Depuis 2004, il compte sur sa feuille de route trois productions théâtrales et a travaillé avec des metteurs en scène de grande renommée. Son rôle de Benoît dans Faux départ marque son entrée dans le théâtre professionnel. Il remonte sur les planches l'année suivante et partira en tournée avec la production Le Peintre des madones... ou la naissance d'un tableau dirigée par Marc-Michel Bouchard et Serge Denoncourt, une pièce dans laquelle il incarne l'ange énonciateur. Wajdi Mouawad le recrute aussitôt au sein de sa distribution pour jouer cette fois l'enfant puzzle dans Forêts (2006). Ces dernières années, Emmanuel Schwartz ne fera que troquer une scène pour une autre puisqu'il fait également partie du spectacle de danse Le No man's land show présenté en 2004 et chorégraphié par le jeune Dave Saint-Pierre. Le jeune danseur et le chorégraphe se retrouvent pour La Pornographie des âmes, cette fresque chorégraphique et théâtrale dont la critique a souligné l'ingéniosité et la portée sociale, et qui s'est d'ailleurs promenée à travers l'Europe en 2004 et 2005.
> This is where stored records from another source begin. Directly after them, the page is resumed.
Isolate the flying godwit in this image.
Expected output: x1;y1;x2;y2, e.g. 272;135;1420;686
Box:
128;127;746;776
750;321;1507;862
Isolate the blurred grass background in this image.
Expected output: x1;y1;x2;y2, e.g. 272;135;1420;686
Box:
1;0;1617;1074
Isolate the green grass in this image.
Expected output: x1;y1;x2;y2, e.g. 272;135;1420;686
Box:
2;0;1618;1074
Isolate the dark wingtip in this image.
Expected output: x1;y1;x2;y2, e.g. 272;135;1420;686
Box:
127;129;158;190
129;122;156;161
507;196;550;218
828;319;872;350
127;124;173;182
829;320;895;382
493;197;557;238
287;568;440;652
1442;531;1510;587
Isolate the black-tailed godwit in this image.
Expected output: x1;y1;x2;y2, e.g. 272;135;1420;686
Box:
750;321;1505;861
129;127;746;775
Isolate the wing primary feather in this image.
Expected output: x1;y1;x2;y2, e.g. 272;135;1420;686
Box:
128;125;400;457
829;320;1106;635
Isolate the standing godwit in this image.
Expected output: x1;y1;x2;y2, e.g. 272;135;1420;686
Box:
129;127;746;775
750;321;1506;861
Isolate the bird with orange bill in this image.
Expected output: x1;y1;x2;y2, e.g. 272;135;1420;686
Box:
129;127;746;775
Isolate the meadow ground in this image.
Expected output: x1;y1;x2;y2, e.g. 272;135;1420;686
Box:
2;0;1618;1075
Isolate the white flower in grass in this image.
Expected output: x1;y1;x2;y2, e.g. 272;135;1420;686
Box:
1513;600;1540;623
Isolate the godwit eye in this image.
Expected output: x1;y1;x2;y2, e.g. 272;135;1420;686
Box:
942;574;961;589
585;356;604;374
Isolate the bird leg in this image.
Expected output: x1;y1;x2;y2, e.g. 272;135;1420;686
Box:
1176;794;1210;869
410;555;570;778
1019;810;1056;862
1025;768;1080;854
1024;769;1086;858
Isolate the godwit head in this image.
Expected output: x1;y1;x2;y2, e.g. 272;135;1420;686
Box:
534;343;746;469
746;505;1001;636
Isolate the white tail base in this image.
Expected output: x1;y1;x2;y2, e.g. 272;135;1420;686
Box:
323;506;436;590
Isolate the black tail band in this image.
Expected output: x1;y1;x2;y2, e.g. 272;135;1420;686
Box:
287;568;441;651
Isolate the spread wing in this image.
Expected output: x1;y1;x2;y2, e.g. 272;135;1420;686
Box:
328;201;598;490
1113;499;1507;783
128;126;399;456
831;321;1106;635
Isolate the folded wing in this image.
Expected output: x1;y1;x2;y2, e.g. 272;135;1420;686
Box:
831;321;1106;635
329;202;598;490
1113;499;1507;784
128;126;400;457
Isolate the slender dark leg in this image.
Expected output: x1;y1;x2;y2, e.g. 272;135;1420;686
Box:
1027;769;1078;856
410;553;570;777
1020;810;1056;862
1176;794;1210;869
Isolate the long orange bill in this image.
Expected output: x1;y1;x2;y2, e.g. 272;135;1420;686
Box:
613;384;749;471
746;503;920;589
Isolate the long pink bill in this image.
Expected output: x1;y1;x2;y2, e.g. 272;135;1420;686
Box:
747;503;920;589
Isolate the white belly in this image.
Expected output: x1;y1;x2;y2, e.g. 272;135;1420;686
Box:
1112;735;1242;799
Il a déjà, aussi, fait quelques tours devant la caméra. Il incarnera notamment Julien dans la nouvelle émission jeunesse Kif-kif présentée cet automne sur les ondes de Radio-Canada. Il a par ailleurs prêté ses traits au personnage de William, le rôle principal du moyen métrage Lonely Child (Dogme #41) réalisé par Pascal Robitaille et inscrit à la programmation de quelques festivals dans la province.
Nous le retrouvons dans la peau d'un fils insoumis, mais non moins attachant, d'un homme lui même rebelle dans Sans elle. Il est, à vrai dire, le premier cow-boy des dunes ensablées des Iles de la Madeleine de notre cinématographie.